TLDR: AttentionViG is a new Vision Graph Neural Network (ViG) architecture that uses a cross-attention mechanism to dynamically weigh the importance of neighboring nodes. This method improves feature aggregation, allowing the model to achieve state-of-the-art performance in image classification (ImageNet-1K), object detection, instance segmentation (MS COCO), and semantic segmentation (ADE20K) while maintaining efficiency. It addresses limitations of fixed graph constructions by learning to focus on semantically relevant neighbors.
The field of computer vision has seen significant advancements with various neural network architectures, including Convolutional Neural Networks (CNNs) and Vision Transformers (ViTs). More recently, Vision Graph Neural Networks (ViGs) have emerged as a promising alternative, offering unique ways to process image data. A critical component of any ViG is how it aggregates features from a node’s neighbors within the graph structure.
Traditional graph convolution methods used in ViGs, such as Max-Relative, EdgeConv, GIN, and GraphSAGE, often struggle to effectively capture complex relationships between a node and its neighbors. These methods typically lack a mechanism to assign varying importance to different neighbors, treating them all equally. This can lead to suboptimal performance, especially when the graph construction method (how neighbors are chosen) is not perfect or is fixed.
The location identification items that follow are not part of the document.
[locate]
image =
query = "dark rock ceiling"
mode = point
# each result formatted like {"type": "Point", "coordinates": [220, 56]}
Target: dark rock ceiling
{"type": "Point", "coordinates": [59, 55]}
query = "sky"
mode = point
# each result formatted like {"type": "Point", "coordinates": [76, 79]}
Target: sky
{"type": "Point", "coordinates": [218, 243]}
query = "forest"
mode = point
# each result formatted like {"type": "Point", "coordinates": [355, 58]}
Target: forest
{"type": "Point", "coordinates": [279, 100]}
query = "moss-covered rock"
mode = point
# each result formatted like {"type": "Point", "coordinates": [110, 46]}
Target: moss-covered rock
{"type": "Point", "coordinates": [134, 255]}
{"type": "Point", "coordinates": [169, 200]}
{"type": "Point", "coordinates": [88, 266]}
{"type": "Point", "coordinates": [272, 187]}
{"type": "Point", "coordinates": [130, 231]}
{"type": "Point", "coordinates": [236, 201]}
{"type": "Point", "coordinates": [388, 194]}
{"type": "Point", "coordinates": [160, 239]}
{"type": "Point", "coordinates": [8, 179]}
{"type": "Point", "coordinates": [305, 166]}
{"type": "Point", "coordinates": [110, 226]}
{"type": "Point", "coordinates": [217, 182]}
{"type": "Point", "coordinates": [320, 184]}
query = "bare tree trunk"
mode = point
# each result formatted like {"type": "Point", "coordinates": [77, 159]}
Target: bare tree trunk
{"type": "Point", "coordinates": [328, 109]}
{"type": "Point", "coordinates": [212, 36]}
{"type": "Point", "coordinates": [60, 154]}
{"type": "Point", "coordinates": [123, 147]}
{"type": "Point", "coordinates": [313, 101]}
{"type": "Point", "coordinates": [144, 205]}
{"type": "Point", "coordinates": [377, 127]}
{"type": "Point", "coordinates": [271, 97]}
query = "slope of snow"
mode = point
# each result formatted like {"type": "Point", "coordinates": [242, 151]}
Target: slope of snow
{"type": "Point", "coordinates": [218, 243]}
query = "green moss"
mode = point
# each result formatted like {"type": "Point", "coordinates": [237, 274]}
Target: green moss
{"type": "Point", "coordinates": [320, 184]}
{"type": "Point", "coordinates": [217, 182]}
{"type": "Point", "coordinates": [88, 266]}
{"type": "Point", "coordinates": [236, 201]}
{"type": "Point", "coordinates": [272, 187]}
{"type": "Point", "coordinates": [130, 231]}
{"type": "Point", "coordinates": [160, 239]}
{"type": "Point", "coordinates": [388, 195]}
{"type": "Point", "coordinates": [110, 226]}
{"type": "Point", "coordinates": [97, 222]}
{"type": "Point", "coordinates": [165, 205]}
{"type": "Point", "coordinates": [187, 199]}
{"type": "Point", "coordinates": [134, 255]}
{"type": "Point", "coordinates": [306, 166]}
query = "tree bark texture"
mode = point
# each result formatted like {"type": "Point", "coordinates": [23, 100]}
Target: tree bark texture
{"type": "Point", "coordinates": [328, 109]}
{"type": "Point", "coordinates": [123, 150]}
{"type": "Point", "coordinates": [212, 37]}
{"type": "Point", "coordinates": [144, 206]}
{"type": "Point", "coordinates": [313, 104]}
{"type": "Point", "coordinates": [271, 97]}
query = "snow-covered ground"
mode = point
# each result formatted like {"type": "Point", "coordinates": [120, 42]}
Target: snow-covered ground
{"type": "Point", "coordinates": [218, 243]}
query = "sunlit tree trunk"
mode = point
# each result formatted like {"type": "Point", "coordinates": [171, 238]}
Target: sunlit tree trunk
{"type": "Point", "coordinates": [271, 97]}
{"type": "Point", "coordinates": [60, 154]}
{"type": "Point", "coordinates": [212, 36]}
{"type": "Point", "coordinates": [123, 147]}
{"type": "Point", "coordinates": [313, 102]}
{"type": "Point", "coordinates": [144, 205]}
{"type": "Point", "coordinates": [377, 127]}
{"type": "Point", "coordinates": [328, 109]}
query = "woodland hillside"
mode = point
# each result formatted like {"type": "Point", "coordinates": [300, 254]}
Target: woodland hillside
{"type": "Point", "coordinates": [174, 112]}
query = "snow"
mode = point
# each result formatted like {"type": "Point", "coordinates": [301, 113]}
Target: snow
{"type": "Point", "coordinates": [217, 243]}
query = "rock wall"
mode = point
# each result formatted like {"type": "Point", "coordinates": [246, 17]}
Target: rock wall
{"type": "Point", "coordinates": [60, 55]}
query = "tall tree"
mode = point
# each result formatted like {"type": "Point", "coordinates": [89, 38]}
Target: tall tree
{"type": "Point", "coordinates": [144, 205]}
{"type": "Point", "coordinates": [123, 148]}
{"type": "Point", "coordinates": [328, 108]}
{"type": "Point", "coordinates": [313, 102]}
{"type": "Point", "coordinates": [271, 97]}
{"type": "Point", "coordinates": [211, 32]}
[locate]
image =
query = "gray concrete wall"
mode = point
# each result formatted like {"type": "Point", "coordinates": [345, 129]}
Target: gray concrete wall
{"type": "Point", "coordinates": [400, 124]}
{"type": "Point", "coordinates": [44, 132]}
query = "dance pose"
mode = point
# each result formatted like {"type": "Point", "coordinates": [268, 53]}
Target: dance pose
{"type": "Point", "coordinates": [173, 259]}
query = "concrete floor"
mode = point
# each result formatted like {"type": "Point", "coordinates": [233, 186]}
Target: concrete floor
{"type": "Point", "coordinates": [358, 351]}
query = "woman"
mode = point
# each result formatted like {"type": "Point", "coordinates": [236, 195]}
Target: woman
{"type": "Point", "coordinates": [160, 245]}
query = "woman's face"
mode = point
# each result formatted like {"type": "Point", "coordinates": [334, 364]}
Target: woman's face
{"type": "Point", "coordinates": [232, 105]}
To address this challenge, researchers have introduced a novel approach called AttentionViG. This new architecture proposes a cross-attention-based aggregation method. In this scheme, the “query” for attention comes from the central node, while the “keys” come from its surrounding neighbors. This allows the model to dynamically learn the relevance of each neighbor to the central node, effectively weighing their contributions. Instead of enforcing competition among neighbors (as softmax attention often does), AttentionViG uses an exponential kernel to convert similarity scores into attention weights, allowing for more flexible aggregation.
AttentionViG is designed as a multi-scale hybrid network, combining the strengths of CNNs and GNNs. It uses inverted residual blocks for local processing and “Grapher” layers, which implement the new cross-attention aggregation, for non-local message passing. For graph construction, it adopts a computationally efficient method called Sparse Vision Graph Attention (SVGA), which uses a fixed criss-cross pattern for connecting nodes. The beauty of AttentionViG is that its cross-attention mechanism can mitigate the limitations of this fixed graph construction by intelligently filtering out semantically irrelevant neighbors.
The performance of AttentionViG was rigorously evaluated across several benchmarks. On the ImageNet-1K dataset for image classification, AttentionViG achieved state-of-the-art performance, outperforming many existing CNNs, ViTs, and other ViGs. For instance, its smallest model achieved 81.3% top-1 accuracy, and its largest model reached 83.9%.
Beyond classification, AttentionViG demonstrated strong transferability to downstream tasks. In object detection and instance segmentation on the MS COCO 2017 dataset, and semantic segmentation on the ADE20K dataset, AttentionViG models consistently delivered competitive accuracy. This indicates that the proposed method is not only effective but also maintains efficiency, offering strong performance with comparable computational costs (FLOPs) to prior vision GNN architectures.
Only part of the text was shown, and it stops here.